Already, at 33, there things I’m no longer able to do. Some of them are bodily and cliche– sleep in past 9 am, eat Taco Bell, exercise without wondering about joint health– but others are social or metaphysical. I used to be able to believe wholeheartedly in a political candidate. I used to be able to buy groceries without wondering about supply chains. I used to know how to pray.
Considering what I used to be able to do has been sad, and useful. When I was younger, I tended to define myself by what I was currently doing. Now, though, I’m beginning to see that part of growing is marking the spaces between what I have done. It’s like seeing those yearly height marks on the door frame of a childhood home: to the child, the fresh mark and its accomplishment are the prize, but my adult eyes linger on the spaces and see in them the living.

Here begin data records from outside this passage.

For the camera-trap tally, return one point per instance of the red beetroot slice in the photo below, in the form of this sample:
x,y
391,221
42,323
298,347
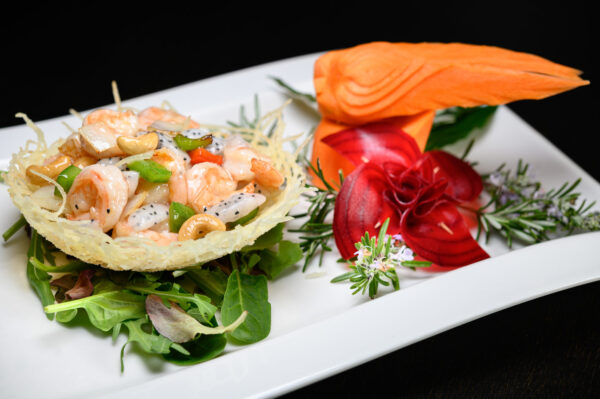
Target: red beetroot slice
x,y
464,183
441,236
378,142
360,206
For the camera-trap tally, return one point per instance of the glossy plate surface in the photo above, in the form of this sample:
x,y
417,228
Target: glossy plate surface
x,y
315,323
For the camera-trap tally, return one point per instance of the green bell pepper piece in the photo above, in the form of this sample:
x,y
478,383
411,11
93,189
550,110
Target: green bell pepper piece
x,y
178,214
188,144
150,170
66,178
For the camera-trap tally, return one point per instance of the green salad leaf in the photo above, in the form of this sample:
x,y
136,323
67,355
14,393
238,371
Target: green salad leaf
x,y
105,310
247,293
454,124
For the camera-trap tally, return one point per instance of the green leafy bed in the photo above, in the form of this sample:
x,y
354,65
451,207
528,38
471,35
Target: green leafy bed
x,y
234,287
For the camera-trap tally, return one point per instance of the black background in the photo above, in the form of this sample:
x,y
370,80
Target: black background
x,y
64,56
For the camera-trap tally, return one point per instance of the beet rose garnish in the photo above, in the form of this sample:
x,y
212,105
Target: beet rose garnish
x,y
419,192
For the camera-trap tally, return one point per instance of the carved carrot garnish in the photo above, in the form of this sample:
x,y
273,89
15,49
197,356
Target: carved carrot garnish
x,y
379,80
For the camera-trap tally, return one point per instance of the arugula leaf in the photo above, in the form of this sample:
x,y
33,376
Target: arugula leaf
x,y
39,279
173,292
105,310
211,281
461,122
273,263
247,293
148,341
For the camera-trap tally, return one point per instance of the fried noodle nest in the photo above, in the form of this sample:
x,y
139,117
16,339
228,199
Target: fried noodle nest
x,y
91,245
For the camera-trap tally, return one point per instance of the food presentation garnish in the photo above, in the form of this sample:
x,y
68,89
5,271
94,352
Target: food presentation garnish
x,y
387,112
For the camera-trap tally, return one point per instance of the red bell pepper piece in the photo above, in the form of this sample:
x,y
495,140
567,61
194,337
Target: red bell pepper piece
x,y
201,155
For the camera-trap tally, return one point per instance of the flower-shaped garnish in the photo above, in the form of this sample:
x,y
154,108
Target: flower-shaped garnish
x,y
419,192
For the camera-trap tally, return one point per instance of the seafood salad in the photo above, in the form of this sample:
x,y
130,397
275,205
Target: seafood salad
x,y
158,177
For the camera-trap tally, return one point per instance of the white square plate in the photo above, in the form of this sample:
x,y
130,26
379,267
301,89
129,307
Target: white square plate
x,y
314,322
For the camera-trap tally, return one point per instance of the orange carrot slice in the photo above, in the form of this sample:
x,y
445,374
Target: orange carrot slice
x,y
379,80
418,126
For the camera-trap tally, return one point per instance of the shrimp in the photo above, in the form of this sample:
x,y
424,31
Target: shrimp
x,y
244,163
176,163
101,128
124,229
153,114
207,184
99,193
121,123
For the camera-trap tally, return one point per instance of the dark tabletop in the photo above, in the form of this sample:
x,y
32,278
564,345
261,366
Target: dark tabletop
x,y
56,58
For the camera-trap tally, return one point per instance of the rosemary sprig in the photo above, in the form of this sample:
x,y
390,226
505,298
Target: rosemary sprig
x,y
520,209
316,232
376,262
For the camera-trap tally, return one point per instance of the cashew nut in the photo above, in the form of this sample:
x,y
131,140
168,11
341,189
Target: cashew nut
x,y
84,161
51,170
200,225
138,145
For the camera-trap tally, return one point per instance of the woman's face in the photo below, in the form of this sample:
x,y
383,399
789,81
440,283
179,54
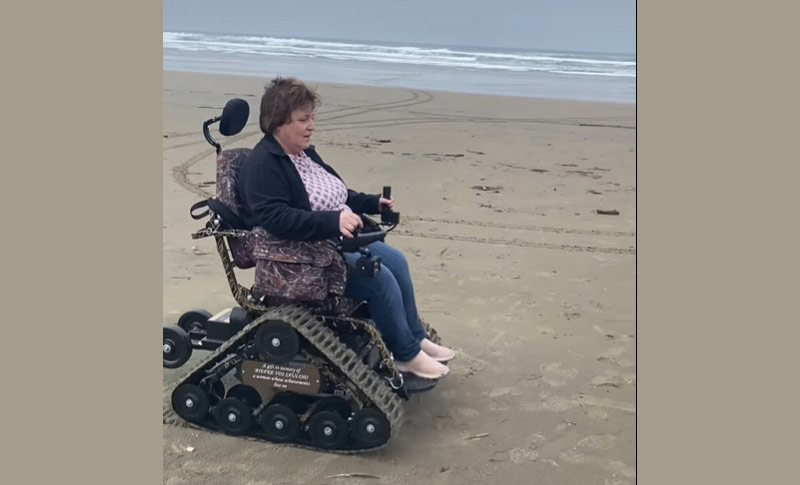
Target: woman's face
x,y
295,136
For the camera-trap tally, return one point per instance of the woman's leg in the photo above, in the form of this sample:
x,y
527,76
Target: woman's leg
x,y
397,264
385,301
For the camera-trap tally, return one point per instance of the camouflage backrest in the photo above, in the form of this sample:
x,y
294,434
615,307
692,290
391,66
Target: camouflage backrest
x,y
228,164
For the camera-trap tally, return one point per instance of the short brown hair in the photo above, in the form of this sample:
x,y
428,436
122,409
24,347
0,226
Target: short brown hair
x,y
281,97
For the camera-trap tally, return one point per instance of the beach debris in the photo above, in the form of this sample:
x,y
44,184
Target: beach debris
x,y
486,188
353,475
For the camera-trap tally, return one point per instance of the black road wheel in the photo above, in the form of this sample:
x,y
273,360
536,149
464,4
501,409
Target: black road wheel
x,y
370,427
293,401
190,402
336,404
277,341
194,323
279,423
233,416
177,347
328,429
246,394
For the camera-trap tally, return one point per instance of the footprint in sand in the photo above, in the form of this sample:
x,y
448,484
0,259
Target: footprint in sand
x,y
528,452
552,403
554,375
598,442
500,391
610,378
614,466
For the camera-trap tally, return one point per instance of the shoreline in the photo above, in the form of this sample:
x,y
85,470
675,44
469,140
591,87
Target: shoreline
x,y
600,104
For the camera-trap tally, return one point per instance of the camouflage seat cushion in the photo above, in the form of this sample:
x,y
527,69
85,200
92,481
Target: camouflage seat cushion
x,y
288,270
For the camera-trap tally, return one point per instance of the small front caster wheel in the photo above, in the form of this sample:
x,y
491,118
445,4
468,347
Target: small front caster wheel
x,y
177,347
190,403
277,341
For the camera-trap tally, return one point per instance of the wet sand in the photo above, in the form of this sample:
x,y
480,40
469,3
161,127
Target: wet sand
x,y
511,261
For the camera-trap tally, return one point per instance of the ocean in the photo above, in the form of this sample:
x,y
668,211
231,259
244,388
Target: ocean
x,y
512,72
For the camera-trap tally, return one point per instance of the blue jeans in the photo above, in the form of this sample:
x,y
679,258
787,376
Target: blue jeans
x,y
390,299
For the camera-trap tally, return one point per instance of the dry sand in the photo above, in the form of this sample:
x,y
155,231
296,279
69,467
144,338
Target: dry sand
x,y
511,263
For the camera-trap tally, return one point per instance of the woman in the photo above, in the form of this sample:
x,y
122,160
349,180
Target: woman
x,y
286,188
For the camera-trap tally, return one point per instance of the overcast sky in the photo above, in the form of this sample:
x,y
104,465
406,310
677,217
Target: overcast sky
x,y
571,25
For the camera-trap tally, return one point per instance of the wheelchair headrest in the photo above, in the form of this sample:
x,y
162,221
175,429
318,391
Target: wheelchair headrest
x,y
234,117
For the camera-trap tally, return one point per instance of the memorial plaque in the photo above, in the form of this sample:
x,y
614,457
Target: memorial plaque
x,y
270,379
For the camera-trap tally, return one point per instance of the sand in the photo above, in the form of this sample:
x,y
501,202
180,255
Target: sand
x,y
511,261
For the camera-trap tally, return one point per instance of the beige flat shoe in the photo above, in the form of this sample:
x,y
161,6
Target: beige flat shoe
x,y
437,352
423,365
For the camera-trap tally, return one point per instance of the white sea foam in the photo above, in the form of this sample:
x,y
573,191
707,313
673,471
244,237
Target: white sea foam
x,y
519,61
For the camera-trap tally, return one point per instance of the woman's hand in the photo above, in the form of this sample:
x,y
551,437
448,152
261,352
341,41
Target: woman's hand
x,y
389,203
349,222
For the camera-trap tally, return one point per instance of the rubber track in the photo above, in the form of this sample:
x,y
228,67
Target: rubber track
x,y
325,340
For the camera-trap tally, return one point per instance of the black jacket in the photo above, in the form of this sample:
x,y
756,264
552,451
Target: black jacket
x,y
272,195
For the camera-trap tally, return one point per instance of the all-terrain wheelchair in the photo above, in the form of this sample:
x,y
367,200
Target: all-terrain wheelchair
x,y
310,373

I used to be able to do many things. That I can’t or don’t any longer is a significant marker of both change and choice. Those absences are how the world has marked me. And, sad as those losses may be, they are also evidence of living.
What comes to mind when you begin with Skloot’s line? “I used to be able to….”
I can always depend on you for thought-provoking essays and written inspiration!!
I’m intrigued by the positive and negative attributes that can follow the statement “I used to be able to…” There are things we grow into and out of, and like you elegantly stated it’s ultimately a matter of change and choice.
I’d like to think the choices are things I can take pride in, and the changes are things to be handled as gracefully as life permits…
I appreciate your connections between choice and pride and change and grace, Cara. For me, linking change to grace is a daily dance. Thanks for the reminder that change can also be a thing of beauty.